When The Stranger asked me at the end of the year what my biggest regret of 2011 was, I said:
I regret that due to limited resources, we had to mothball NewsWrights United prior to the Occupy movement blowing up, because I would have really liked to cover that in a living newspaper. Adjacent to that is my regret that none of the big houses in Seattle (or small, for that matter) saw fit to include making topical theatre, based on events happening right here right now, as part of their regular programming this year.
Well, shade my regret mitigated by the news from across the pond that my former playwriting student German Munoz has organized a living newspaper about the Occupy movement called The Occupied Times. After spending a month researching and visiting the Occupy sites in London, emerging playwrights will present a night of short plays in the format of a living newspaper. They will act as reporters and cast a critical eye on the Occupy movement, its supporters and detractors, all under the Arcola Tent.

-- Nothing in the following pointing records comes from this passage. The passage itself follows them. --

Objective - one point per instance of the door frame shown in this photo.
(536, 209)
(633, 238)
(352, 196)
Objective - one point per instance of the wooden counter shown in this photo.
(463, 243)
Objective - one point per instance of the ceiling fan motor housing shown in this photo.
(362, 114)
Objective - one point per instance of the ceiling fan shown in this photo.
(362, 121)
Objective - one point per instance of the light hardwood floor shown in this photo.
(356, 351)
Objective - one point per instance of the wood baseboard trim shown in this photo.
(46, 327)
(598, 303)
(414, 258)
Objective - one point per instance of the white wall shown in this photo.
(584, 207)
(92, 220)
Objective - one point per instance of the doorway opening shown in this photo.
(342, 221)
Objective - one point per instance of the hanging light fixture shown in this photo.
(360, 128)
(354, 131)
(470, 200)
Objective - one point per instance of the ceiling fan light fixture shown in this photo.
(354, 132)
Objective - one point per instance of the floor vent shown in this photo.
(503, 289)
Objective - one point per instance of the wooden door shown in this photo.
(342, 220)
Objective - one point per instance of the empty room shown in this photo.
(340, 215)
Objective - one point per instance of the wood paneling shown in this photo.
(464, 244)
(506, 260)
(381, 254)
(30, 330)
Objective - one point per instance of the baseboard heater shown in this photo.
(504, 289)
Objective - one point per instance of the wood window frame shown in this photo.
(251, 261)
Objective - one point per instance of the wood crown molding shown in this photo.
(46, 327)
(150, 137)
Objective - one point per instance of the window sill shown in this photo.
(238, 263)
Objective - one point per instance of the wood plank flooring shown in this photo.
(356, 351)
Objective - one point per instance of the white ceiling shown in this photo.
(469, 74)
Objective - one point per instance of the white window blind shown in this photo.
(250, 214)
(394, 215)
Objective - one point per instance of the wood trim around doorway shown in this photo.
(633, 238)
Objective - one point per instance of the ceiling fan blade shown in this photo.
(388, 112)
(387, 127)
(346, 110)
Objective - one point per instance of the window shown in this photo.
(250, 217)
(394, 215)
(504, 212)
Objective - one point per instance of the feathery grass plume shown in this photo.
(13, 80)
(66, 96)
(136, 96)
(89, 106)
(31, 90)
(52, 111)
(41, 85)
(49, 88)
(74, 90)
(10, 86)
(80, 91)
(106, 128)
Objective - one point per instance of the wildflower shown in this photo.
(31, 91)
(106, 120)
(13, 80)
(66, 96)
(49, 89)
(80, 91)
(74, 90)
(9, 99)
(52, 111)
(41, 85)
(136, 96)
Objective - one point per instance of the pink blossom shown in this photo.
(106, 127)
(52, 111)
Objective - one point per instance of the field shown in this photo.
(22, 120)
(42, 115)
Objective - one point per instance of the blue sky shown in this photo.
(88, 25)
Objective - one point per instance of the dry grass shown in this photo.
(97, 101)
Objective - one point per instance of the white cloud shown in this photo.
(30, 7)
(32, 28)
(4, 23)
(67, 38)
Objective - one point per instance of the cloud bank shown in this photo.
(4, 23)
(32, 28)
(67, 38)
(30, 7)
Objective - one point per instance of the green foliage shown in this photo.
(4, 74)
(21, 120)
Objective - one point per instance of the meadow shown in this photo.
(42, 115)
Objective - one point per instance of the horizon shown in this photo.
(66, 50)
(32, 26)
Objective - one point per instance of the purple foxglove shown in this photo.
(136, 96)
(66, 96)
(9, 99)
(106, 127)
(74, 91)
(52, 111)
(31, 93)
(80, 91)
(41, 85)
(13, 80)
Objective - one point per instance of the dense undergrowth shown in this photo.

And color me even more vividly gratified when I saw that the project gave Seattle a shout-out in their press release: “This project was inspired by It’s not in the P-I: A living Newspaper about a Dying Newspaper presented in Seattle in 2009 as a response to the closing of The Seattle Post-Intelligencer newspaper by Newswrights United.”
Not surprisingly, The Occupied Times seems to be garnering the same sort of media excitement that the two living newspapers NewsWrights United produced in 2009 and 2011. The London Evening Standard ran a preview of the piece and quoted my friend German thusly:
We want the show to explore sides of the movement that have not been heard. We're hoping to reach people of all ages who feel they've made up their minds about the Occupy movement. People who either think of the protesters as a bunch of lazy hippies who don't want to get a job, or see them as martyrs fighting the good fight against a system that is unbearably corrupt. Of course neither of these are completely true, and we want to show audiences our responses as artists and help them make up their own minds.
I heartily encourage my friends in London to check out this fresh, locally grown theatre inspired in the crucible of the right here and the right now. Here’s the show info:
Six Degrees Productions presents . . .
The Occupied Times: A living newspaper
about the Occupy movementVenue: Arcola Tent, 2-8 Ashwin Street, London, E8 3DL
Date: Sunday 19 February, 2012
Time: 3:00pm and 7:00pm
Ticket prices: £12 (£10)
Venue Box Office: 020 7503 1646 or http://www.arcolatheatre.com
For all enquiries and ticket requests, please contact: German Munoz of Six Degrees Productions on 07854 231 085 or [email protected]
And as for my friends in Seattle, do you ever wonder why the Big Houses haven’t picked up such a wildly popular and media magnetizing idea? Well, in fairness, maybe they will now that it is being done in London, one of the two officially approved cities for sourcing new plays.